Materials and methods

Participants and ethical statement

In this study, a total of 34 participants were registered from 2010 to 2023 from Qilu Hospital of Shandong University, China, including 7 cases of IIMs, 6 cases of chronic progressive external ophthalmoplegia (CPEO), 2 cases of mitochondrial encephalomyopathy, lactic acidosis and stroke-like episodes (MELAS), 13 cases of MM, and 6 controls (Table 1). All experimental procedures and methodologies were conducted according to guidelines and regulations. This research was approved by the Ethics Committee of Qilu Hospital, Shandong University, China, and informed consent was obtained from all participants.

Table 1 Summary of participants’ information

Sampling and DNA extraction

DNA was extracted from muscle tissue and urine using a universal DNA extraction kit (D3018-03, Guangzhou Meiji Biotechnology, China), and its quality was assessed using a Qubit 3.0 fluorometer (Q33216, Life Technologies, China) and a NanoDrop 2100 (Agilent, USA).

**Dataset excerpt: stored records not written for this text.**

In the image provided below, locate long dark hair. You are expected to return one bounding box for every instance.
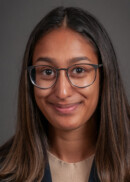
[0,7,130,182]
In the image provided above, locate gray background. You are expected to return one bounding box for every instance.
[0,0,130,145]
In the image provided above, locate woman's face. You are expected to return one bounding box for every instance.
[33,28,99,130]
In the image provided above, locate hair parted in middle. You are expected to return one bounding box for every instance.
[0,7,130,182]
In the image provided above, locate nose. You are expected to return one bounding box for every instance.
[54,70,73,100]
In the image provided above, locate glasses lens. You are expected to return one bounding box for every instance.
[68,64,96,87]
[31,66,56,88]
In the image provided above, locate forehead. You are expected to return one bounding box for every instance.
[33,28,97,64]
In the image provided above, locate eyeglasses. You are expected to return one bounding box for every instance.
[27,64,103,89]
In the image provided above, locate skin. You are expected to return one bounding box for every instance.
[33,27,99,162]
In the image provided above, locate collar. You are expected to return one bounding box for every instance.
[41,160,100,182]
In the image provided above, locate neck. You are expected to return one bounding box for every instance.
[49,119,97,163]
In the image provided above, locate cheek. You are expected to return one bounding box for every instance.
[82,74,99,115]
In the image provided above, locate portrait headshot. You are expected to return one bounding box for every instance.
[0,0,130,182]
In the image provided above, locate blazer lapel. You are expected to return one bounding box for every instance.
[41,161,100,182]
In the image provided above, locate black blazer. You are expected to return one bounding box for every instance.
[41,161,100,182]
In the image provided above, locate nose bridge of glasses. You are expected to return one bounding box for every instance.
[56,68,70,84]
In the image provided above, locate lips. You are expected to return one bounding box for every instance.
[49,103,80,114]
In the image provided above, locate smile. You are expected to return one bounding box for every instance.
[49,103,81,114]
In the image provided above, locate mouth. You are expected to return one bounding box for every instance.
[48,102,81,114]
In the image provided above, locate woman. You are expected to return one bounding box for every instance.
[0,7,130,182]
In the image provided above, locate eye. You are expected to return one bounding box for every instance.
[73,67,85,73]
[42,69,54,75]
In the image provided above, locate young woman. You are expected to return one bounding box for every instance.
[0,7,130,182]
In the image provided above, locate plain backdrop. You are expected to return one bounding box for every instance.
[0,0,130,145]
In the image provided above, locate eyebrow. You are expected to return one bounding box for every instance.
[36,56,92,64]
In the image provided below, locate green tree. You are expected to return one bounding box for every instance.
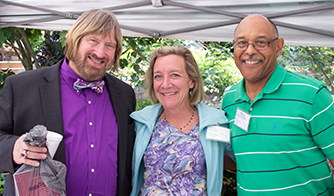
[279,45,334,94]
[0,27,42,70]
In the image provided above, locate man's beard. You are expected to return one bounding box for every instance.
[73,53,112,81]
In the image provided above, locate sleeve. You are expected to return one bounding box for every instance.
[310,87,334,159]
[0,77,19,173]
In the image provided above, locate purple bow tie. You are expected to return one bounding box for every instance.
[73,78,104,93]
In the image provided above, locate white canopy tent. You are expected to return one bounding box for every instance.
[0,0,334,47]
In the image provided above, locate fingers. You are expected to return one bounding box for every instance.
[13,134,47,167]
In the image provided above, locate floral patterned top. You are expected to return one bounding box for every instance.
[140,118,207,196]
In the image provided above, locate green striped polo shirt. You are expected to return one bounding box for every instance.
[222,64,334,196]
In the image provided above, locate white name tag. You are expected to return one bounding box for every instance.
[206,126,231,143]
[234,108,251,132]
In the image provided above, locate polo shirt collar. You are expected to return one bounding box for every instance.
[234,63,286,102]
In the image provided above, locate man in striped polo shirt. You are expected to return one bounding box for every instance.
[222,15,334,196]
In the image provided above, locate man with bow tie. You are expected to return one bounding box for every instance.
[0,9,136,196]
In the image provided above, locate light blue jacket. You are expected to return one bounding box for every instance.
[130,103,235,196]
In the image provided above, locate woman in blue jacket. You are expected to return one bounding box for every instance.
[131,46,234,196]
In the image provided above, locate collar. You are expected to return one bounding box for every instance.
[60,57,105,96]
[234,63,286,102]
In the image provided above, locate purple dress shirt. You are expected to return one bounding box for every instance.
[60,60,118,196]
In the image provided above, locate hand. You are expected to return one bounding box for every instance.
[13,134,47,167]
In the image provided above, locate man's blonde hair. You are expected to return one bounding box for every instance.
[65,9,122,71]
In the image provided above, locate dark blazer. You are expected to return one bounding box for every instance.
[0,61,136,196]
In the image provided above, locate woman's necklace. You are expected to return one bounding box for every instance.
[164,107,196,131]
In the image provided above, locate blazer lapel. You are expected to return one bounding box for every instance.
[40,61,65,163]
[104,75,129,168]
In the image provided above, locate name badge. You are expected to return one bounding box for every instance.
[206,126,231,143]
[234,108,251,132]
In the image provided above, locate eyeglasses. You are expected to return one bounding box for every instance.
[233,37,278,50]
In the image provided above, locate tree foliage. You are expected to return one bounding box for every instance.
[0,27,42,70]
[279,45,334,94]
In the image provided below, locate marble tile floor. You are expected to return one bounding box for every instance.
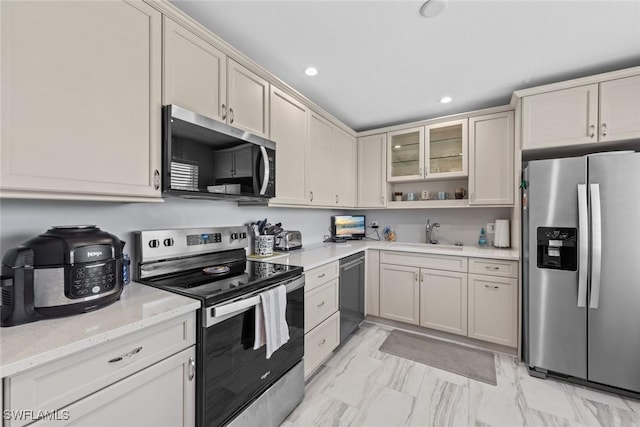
[281,322,640,427]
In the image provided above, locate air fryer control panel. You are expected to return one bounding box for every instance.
[67,260,117,298]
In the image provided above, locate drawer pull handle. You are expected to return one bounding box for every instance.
[109,347,142,363]
[189,357,196,381]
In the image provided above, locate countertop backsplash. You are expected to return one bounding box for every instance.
[358,207,512,246]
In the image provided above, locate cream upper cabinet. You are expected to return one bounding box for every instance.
[598,76,640,141]
[420,268,467,335]
[469,111,515,205]
[163,17,270,138]
[424,119,468,179]
[333,127,358,208]
[0,1,162,200]
[269,86,309,205]
[358,134,387,208]
[380,264,420,325]
[522,76,640,150]
[163,17,227,121]
[387,127,424,182]
[522,84,598,150]
[469,274,518,347]
[305,111,357,207]
[223,58,269,138]
[305,111,336,206]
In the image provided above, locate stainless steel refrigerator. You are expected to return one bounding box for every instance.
[523,152,640,393]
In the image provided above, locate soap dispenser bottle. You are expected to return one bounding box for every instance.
[478,227,487,248]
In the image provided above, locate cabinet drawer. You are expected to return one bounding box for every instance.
[469,258,518,278]
[4,312,196,427]
[304,312,340,378]
[304,279,340,333]
[304,261,340,292]
[380,251,467,273]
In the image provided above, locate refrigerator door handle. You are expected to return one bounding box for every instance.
[578,184,589,308]
[589,184,602,309]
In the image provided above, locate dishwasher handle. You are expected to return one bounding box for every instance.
[340,255,364,270]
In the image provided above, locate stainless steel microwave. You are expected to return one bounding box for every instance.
[162,105,276,202]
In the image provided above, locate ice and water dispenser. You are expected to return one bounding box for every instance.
[538,227,578,271]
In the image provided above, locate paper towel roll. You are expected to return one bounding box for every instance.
[493,219,511,248]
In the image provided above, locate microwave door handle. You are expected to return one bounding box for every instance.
[258,146,269,196]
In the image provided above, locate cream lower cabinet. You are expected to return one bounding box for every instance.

Long-range mtDNA amplification

We designed a pair of primers at the conserved D-loop region with reference to the literature published by Wei Zhang et al in 2012 [17]. 5’-CCGCACAAGAGTGCTACTCTCCTC-3’ (chrM:16,426 − 16,448) for the forward primer and 5’-GATATTGATTTCACGGAGGATGGTG-3’ (chrM:16,401 − 16,425) for the reverse primer. The long-range mtDNA amplification was performed by PCR in a 100 µl reaction system. The reaction conditions were as follows: initial denaturation at 94 ℃ for 5 min, followed by denaturation at 98 ℃ for 1 min; annealing at 68 ℃ for 10 min, and a total of 25 cycles, finally 68 ℃ for 20 min. The resulting PCR product was purified using Agencourt AMPure XP magnetic beads (A63882, Beckman Coulter, USA) and subsequently quantified by Qubit (Q33216, Life Invitrogen). Deletions identified by LRS were validated by Sanger sequencing.

Sanger sequencing

LRS-detected SNVs and SVs were verified by Sanger sequencing. The resulting Sanger sequencing data were carefully analyzed and aligned to the reference genome to ascertain the accuracy of the variants detected by LRS. Discrepancies between the two datasets were flagged for further investigation, and only variants that were confirmed by Sanger sequencing were considered validated. The primer sequences used to validate variations by Sanger sequencing were provide in Table S1.

NGS and bioinformatics

The amplified mtDNA samples were fragmented into 300–400 bp fragments using an ultrasonic interrupter (KQ218, Kunshan ShuMEI Ultrasonic Instrument, China) and then isolated using Agencourt AMPure XP magnetic beads. The concentration of the isolated DNA was determined using the Qubit dsDNA HS Assay Kit (Q32854, Thermo Fisher Scientific, Waltham, MA), and the fragment size was assessed using the Agilent 2100 system. A DNA library was generated using the Rapid Plus DNA Lib Prep Kit (RK20208, ABclonal, China) and the Dual DNA Adapter 96 Kit for Illumina (RK20287, ABclonal, China) and subjected to high-throughput Illumina NovaSeq technology. The resulting sequencing data were assessed using Illumina Sequence Control Software (SCS) and then subjected to data reading and bioinformatic analysis.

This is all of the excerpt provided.